Article rigolo au début effectivement et qui révèle une triste réalité. A la maison on a assez peu parlé de sexe, c’était juste « avec un homme qu’on aime très très fort » et « pour faire des enfants ». Mais ce dont je me souviendrais longtemps c’est la réaction de ma mère, trouvant des sous-vêtements sexy en faisant la lessive qui m’interroge au saut du lit « Tu as eu des relations sexuelles ? ».
A ma réponse positive j’ai vu la tête de ma mère se décomposer, j’avais honte. Quelques heures plus tard, armée d’un « OK Podium », lors d’une discussion sur le sujet à ma mère qui répondait positivement à « et tu veux quoi, que je ne recommence plus ? », je prenais mon courage à deux mains, récitant ce que j’avais lu plus tôt « C’est mon corps, je fais ce que je veux avec ! Il n’y a rien de mal, on s’aime ! ». Réponse qu’il l’a laissé muette… « … D’accord, mais alors tu prends la pilule ».
Alors, si je trouve aussi malheureux les réactions décrites plus haut (en espérant pouvoir faire mieux moi même…), je pense que mine de rien, la « libération sexuelle » à tout de même permis un progrès : un meilleur accès à l’information au sujet de la sexualité.
Mais l’histoire de l’article est réelle ou fictive ? Je veux dire, la maman de Julie a vraiment dit ça ?
@PankkypH – Inventer une chose pareille serait d’une injustice assez déplaisante.
Autant on peut choisir d’aborder un sujet sous l’angle de la narration pour le rendre un peu vivant, autant dans ce cas précis, tout le propos serait vidé de son sens si ce n’était pas vrai.
Hélas, oui, c’est vrai. Mais la petite fille ne s’appelle pas Julie, évidemment.
@Plume Vive – Pour certains c’est zézette, pour d’autres foufoune, ou encore nénette, et j’en passe… donc il n’y a, à mon sens, pas de mot commun, non !
D’ailleurs, je n’ai pas souvenir d’avoir beaucoup entendu ma mère prononcer un de ces noms… Pour le peu que je me souvienne, c’en était un autre encore, qui n’est pas des plus appropriés, du moins je trouve, donc je ne risque pas de l’employer avec mes enfants quand j’en aurai, mais du coup… quel mot employer ? (héhé, question existentielle s’il en est).

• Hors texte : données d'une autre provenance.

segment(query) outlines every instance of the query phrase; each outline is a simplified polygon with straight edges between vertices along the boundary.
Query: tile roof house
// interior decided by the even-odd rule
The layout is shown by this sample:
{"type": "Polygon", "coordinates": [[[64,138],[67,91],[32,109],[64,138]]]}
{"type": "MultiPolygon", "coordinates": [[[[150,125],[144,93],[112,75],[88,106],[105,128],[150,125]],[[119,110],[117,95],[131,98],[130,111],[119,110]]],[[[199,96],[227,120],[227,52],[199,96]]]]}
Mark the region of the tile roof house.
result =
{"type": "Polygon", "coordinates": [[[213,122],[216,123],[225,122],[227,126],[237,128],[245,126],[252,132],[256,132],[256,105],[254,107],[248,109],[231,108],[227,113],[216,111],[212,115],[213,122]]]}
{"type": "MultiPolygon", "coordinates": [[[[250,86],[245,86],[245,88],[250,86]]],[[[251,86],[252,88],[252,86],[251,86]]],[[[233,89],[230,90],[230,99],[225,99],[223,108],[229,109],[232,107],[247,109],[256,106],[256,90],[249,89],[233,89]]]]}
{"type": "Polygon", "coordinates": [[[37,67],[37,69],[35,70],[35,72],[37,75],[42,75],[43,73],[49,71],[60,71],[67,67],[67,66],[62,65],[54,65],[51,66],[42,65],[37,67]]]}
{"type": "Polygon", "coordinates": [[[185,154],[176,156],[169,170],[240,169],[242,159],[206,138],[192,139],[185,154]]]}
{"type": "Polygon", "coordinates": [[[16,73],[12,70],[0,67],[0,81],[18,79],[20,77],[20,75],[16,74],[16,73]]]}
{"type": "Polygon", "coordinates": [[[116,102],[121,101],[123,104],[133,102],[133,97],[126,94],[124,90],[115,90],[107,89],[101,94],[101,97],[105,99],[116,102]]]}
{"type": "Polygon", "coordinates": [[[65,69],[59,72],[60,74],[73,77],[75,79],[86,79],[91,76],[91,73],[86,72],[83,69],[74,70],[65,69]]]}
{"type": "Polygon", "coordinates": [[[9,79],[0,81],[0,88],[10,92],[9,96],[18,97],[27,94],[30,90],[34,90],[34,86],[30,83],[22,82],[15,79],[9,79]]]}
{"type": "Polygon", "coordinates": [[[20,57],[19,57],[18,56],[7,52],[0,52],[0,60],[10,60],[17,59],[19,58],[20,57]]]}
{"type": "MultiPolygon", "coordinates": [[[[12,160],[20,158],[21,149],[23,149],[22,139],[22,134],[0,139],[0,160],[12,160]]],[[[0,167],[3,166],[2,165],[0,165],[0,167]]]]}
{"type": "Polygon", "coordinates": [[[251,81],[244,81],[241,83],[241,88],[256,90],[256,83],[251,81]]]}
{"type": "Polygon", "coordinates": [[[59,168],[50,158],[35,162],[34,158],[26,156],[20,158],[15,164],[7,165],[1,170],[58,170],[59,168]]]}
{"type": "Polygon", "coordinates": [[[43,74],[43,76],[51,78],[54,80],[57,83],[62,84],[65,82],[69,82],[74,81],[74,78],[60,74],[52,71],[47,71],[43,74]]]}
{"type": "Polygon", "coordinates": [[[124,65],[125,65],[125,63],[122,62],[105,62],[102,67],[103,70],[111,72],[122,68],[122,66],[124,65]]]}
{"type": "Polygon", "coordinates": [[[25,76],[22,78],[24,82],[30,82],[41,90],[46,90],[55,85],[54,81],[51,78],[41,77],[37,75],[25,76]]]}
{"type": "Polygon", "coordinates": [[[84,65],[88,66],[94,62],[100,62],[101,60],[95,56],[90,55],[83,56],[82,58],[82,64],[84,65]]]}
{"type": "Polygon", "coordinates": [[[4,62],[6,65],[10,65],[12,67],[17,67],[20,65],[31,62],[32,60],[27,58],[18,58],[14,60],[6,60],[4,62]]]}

@Gaelle-Marie Zimmermann –
Dans ce cas je suis choqué, c’est réussi. « Punir de télé » sa fille de 5 ans parce qu’elle se touche la zézette… Bravo. Remarquez, si c’est une technique fallacieuse pour qu’elle ne prenne pas l’habitude de s’abrutir devant le petit écran, ça se discute.
Pour la peine je reviendrai sur ce blog (découvert via Sexactu), tiens !
Mot commun ?
Pour tous les âges, des plus poétiques aux plus imagés, les moins « commun » en tout cas :
Filles/femmes : abricot, affaire, amande, angora, anneau, antre, Aramis (?), argenterie, as de carreau, atelier, aumônière, bague, barbiquet, bengali, bénitier, bizoune, berlingot, bijou, biniou, blason, bonbonnière, boutique, bouton de rose, callibistri, choune, comment « ah, non ! », conicle, conque, coquillage, craquette, divertissoire, figue, forêt de Brocéliande, forge à cocus, fouffe, fraise, frifri, mijole, minette, moumoune, noune, pachole, plotte, pot à miel, prunette, pudenda, raminagrobis, rossignol, sadinet, saint-frusquin, yoni et zigouigoui.
Garçons/hommes : andouillette, bangala, bat, bazar, beignet, béquille, biloute, bistouquette, bizoune, boutifarre, boursoule, bras de Vénus, chichi, colosse, diot, flamberge, flûte, frétille, guiche, günther wünderbach (j’adore !), kabo, manguise, méné, mérinos, Nadon, paf, pal, pelo, petit soldat, pistouflette, rabistouquette, rousquille, shaft, tcholle, tich’, vié, Wipi, et le fabuleux et inimitable… Zwizz.
Et la liste n’est pas exhaustive !
Ah bah merci, j’ai le souvenir de mon père me racontant des histoires de nouilles et de gants de toilettes qui vient de sortir d’une zone refoulée de ma mémoire…
En tout cas, même si « je suis pas parent, je sais pas ce que c’est toussa » je ne comprend pas d’ou vient cette gène, le role des parents n’est il pas d’enseigner la vie à leur progéniture?
De plus le fait d’être gêné en parlant de sexe ne risque t’il pas de nuire au dévellopement de l’enfant de la même manière que les parents ayant peur de l’eau transmettent cette phobie à leur enfant ci celui ci découvre l’eau en leur compagnie?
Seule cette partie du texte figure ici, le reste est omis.